Do not jump your DMARC policy straight to "reject" while a legitimate sending source is still failing. That's not a deliverability fix, that's you blocking your own real email. Move in stages, watch the reports at each step, and only tighten once every legitimate source is passing. Slow is safe here. Fast is how you take down your own invoices and password resets.
None of this is secret, and if you're technical and patient, you can absolutely do it yourself. Most people don't, for the same reasons every time: the alignment piece is fiddly to diagnose, it's easy to miss a sending source you forgot you had, and the enforcement step carries real risk if you rush it. Learning DNS live on your own revenue-generating pipeline is a stressful place to learn it.

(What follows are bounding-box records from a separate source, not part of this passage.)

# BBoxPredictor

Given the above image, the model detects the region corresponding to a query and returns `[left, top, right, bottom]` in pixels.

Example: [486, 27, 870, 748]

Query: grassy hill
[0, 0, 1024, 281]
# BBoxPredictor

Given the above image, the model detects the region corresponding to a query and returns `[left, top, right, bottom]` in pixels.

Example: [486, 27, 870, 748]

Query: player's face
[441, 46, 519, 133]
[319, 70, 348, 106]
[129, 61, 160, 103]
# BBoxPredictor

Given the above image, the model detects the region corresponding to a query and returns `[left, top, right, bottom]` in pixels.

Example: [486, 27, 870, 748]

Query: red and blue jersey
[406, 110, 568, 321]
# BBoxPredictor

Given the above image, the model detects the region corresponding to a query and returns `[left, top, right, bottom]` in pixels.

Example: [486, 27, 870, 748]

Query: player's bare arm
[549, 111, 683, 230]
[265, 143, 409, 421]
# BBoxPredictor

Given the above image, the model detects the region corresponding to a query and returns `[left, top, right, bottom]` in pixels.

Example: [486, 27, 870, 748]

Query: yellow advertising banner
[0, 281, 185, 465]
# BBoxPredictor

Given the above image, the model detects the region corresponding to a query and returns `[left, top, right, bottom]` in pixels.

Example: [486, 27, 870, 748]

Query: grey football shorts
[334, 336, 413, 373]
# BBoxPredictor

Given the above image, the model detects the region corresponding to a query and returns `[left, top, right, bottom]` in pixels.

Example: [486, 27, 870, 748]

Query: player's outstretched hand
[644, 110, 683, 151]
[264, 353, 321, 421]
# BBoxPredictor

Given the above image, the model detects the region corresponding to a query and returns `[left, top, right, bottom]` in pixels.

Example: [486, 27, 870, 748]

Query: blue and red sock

We'll show you exactly what's broken. Free.
Whatever you're sending on, and wherever your DNS actually lives (Namecheap, GoDaddy, Cloudflare, Google Workspace, Microsoft 365, or some panel a developer set up years ago and then vanished), we'll get into it and tell you what's going on. Source OT runs a free deliverability audit: send us your domain, we run the checks, and you get a plain-English breakdown of what's actually breaking your mail. No commitment, you keep the findings either way, and if you want us to fix it, we get you to enforcement safely, without breaking your real mail.
You don't have to become a DNS expert at eleven at night with a campaign going out tomorrow. That part is our job, and we've done it enough times to be calm about it.
Get your free deliverability audit →No commitment. We'll show you exactly what's broken before you pay anything.
One last thing worth saying plainly, because plenty of services won't: fixing authentication gets your mail eligible to land. It does not guarantee the inbox, because that also depends on your reputation and how people engage with your mail, and no honest provider controls that. But authentication is the foundation, and a broken foundation is the reason most senders are in spam. Get that right first. Everything else is built on top of it.